An implementation issue of the new operating system in Felixstowe has resulted in the terminal developing significant operational difficulties. The port has only recently seen gradual improvements, and as a result, carriers are now re-routing vessels to London Gateway, Liverpool and Southampton, which has in-turn had a negative knock on effect to their own day-to-day operations.
Driver delays within port areas has significantly reduced vehicle productivity, resulting in multiple failures on planned vehicle routes, with a limited solution approach other than time, the situation will remain critical.
Inbound berthing management is now being compromised as we are experiencing for the first time, “vessel cut and runs”, this in effect means containers are being left unloaded. With normal vessel working turnaround times increasingly being lengthened, combined with the typhoon season affecting China has resulted in regular vessel ETA erosion and worsening container availability, ultimately debilitating both our own and carrier delivery planning.

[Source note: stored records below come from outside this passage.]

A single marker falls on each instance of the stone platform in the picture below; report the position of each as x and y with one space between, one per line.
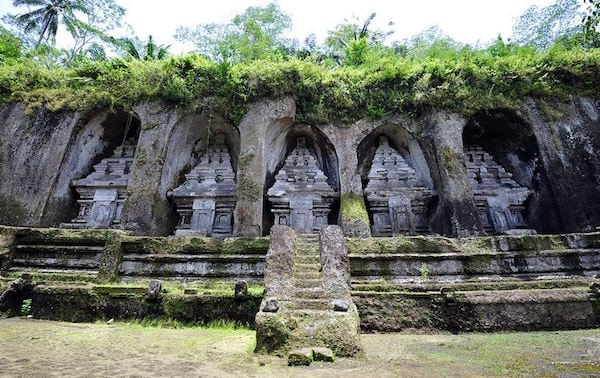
479 284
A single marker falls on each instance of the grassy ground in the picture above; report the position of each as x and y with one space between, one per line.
43 348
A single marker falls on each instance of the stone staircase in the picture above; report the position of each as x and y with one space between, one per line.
304 306
57 255
308 293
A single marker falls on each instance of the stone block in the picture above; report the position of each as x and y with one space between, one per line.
300 357
322 354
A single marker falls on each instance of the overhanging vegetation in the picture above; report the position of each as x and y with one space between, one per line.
458 79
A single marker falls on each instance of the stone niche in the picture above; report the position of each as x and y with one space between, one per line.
206 200
396 200
102 193
499 199
511 144
301 197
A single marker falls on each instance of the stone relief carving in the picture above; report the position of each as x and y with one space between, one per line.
498 197
396 200
206 200
102 193
301 197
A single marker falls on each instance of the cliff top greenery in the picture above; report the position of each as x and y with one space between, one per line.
354 76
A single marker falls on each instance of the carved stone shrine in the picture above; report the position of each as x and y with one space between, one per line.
102 193
498 197
206 200
301 197
396 200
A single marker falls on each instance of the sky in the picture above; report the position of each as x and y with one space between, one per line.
475 22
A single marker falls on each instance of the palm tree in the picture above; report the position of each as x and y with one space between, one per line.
355 30
47 15
152 50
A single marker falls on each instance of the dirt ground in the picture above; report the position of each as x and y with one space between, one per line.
43 348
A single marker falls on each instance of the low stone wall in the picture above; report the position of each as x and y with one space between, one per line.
481 311
88 304
404 260
524 310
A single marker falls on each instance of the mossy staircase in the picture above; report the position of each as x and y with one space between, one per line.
57 256
308 293
303 305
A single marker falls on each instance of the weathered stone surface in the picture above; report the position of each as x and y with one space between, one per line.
334 261
31 152
499 198
280 262
301 197
341 305
102 193
11 293
568 138
259 128
270 305
323 354
154 288
241 289
549 146
443 147
305 316
146 207
300 357
205 201
397 202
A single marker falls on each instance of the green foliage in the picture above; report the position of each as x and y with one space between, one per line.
541 27
353 209
255 34
10 45
441 74
44 19
590 23
135 49
424 270
26 307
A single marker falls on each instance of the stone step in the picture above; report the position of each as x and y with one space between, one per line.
310 293
307 259
308 283
316 315
314 275
57 262
305 267
303 251
466 285
70 271
59 249
311 304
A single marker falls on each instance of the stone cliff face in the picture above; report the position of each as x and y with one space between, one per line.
551 148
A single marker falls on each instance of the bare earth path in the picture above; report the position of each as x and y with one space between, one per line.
43 348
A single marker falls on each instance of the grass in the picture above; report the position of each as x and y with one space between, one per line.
33 347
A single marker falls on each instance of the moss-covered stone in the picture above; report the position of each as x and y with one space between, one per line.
355 218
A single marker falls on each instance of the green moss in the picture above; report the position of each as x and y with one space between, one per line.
354 209
463 80
248 189
449 159
245 160
141 156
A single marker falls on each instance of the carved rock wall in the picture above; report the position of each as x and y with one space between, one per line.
41 154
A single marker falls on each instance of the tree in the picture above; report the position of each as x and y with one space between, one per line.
257 33
47 15
137 50
350 42
100 18
541 27
591 20
10 45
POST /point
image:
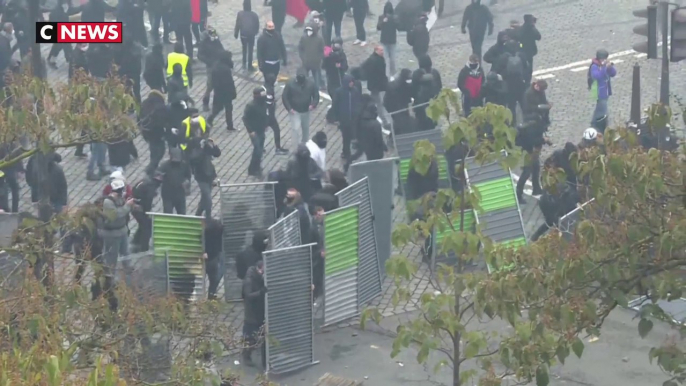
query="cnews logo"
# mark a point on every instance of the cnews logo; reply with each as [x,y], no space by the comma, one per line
[51,32]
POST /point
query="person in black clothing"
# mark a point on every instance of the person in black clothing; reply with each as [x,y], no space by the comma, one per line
[271,111]
[253,317]
[278,14]
[335,65]
[247,26]
[180,15]
[347,105]
[477,17]
[512,65]
[418,38]
[369,134]
[256,120]
[153,115]
[528,36]
[214,261]
[78,60]
[132,14]
[224,89]
[388,25]
[129,61]
[270,51]
[60,13]
[252,253]
[531,137]
[154,72]
[205,174]
[176,176]
[495,89]
[100,59]
[333,13]
[374,70]
[210,50]
[426,67]
[470,82]
[144,192]
[303,173]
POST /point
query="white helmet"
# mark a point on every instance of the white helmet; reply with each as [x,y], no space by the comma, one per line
[590,134]
[117,175]
[117,184]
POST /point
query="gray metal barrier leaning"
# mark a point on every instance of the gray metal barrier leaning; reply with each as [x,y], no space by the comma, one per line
[368,275]
[9,222]
[245,208]
[288,308]
[381,175]
[286,232]
[341,244]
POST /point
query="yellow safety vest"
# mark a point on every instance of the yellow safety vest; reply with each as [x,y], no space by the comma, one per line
[187,122]
[175,58]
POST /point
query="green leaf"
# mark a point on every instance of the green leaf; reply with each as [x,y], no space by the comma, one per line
[542,378]
[644,327]
[578,347]
[471,350]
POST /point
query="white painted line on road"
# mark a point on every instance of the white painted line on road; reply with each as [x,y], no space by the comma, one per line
[580,63]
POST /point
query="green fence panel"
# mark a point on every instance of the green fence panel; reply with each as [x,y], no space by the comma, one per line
[341,240]
[182,238]
[496,194]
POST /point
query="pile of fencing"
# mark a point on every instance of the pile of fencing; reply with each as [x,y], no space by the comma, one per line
[356,239]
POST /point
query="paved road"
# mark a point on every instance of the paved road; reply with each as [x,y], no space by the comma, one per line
[572,31]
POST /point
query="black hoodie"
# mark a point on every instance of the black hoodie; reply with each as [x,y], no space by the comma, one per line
[388,25]
[252,253]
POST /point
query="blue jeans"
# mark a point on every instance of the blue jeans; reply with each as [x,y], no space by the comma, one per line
[257,150]
[98,154]
[600,110]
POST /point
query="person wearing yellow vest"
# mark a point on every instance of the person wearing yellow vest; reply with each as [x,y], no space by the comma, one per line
[194,128]
[179,57]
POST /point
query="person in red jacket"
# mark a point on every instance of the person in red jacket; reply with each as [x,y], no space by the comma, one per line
[117,175]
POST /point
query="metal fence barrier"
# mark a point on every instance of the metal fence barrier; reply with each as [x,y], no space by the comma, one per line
[245,208]
[181,240]
[381,175]
[289,309]
[286,232]
[341,243]
[368,275]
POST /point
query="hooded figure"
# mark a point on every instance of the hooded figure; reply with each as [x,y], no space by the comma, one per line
[397,100]
[252,253]
[369,133]
[426,67]
[311,50]
[347,105]
[153,74]
[418,38]
[470,82]
[224,89]
[247,26]
[176,177]
[303,173]
[477,17]
[152,118]
[335,65]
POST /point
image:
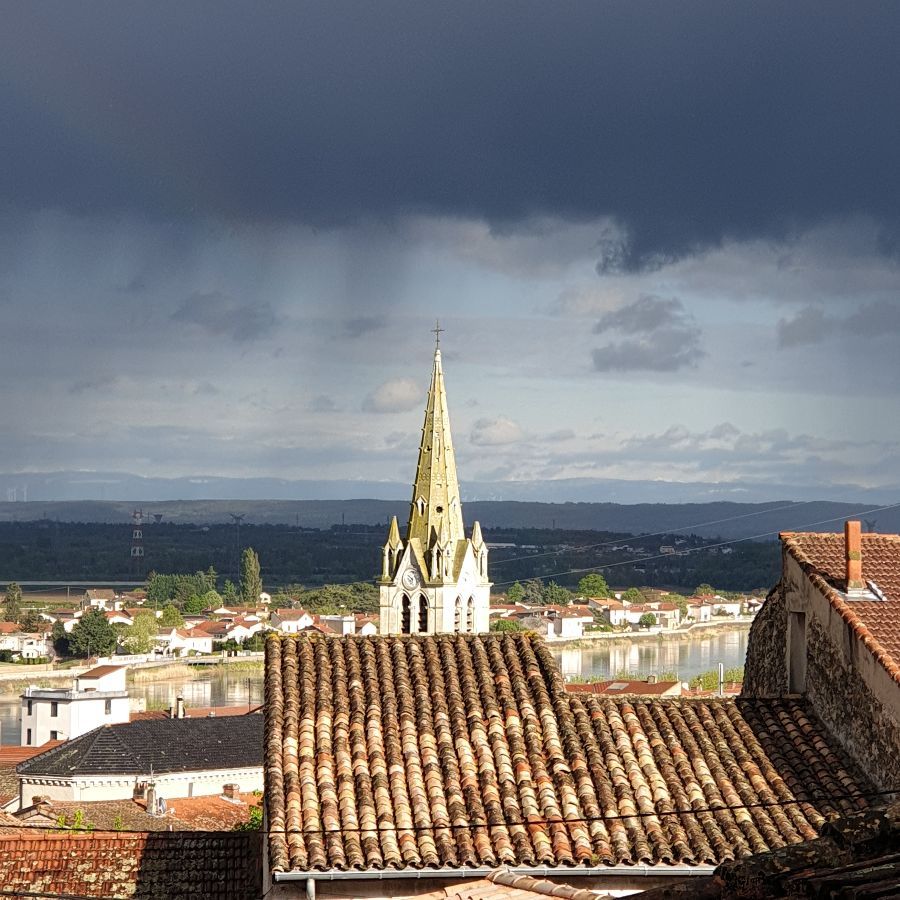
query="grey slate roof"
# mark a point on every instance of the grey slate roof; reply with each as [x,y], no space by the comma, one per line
[165,745]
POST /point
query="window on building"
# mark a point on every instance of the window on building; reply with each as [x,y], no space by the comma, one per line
[797,653]
[405,623]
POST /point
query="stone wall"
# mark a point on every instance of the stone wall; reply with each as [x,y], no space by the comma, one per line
[765,672]
[850,711]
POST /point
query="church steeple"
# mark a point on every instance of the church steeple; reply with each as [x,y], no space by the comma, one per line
[435,508]
[434,580]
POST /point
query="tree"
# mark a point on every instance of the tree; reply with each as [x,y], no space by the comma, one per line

The implementation of three new alliances and big box vessels arriving, has squeezed transport resource as demand soars, coupled with highly paid alternatives for drivers from other sectors has meant the market is facing an acute resourcing crisis.
Lead time for export collections and import deliveries are lengthening well beyond any normal expectations
Exports management is challenging and complex, a reliance on carrier haulage, the current landscape has no imminent solution due to a myriad of issues that affect container operations.
A lack of haulage resource and rail vendor capacity means the merchant haulage market has less flex which impacts negatively on carrier operations and with ETA erosion on vessels housing up to eighty per cent of all UK flows the knock-on effect is more export blockages (for empty containers) as intermodal resources struggle to cope with volatile peak and trough volumes.
Logistically speaking, this causes a huge wave of empty rail slots that were planned on a scheduled arrival and the absolute reverse when vessels arrive late.
The carrier Alliance split is also proving difficult to manage rail and truck resources, positioning assets close to the centre of gravity is proving difficult, for example, ten per cent of inbound containers arrive into London Gateway with fifty per cent leaving the same port as an export.
Carrier order books show between seventy and eighty per cent requiring AM pick-ups with only eight to ten per cent after 2pm, this in-balance is also contributing to a high carrier failure rate
In summary, from an inbound perspective, even in these unprecedented times having the right approach to solutions design which we have had since day one with rail and road ownership, is a complete “night & day” transformation away from traditional forwarding where there is, still today, an unhealthy reliance on carrier operations, this has proven in the present we believe, to be our huge differentiator.
On behalf of our Export lead clients, we remain best placed to work through and work with our carrier basket partners to maintain our exceptional customer service experience.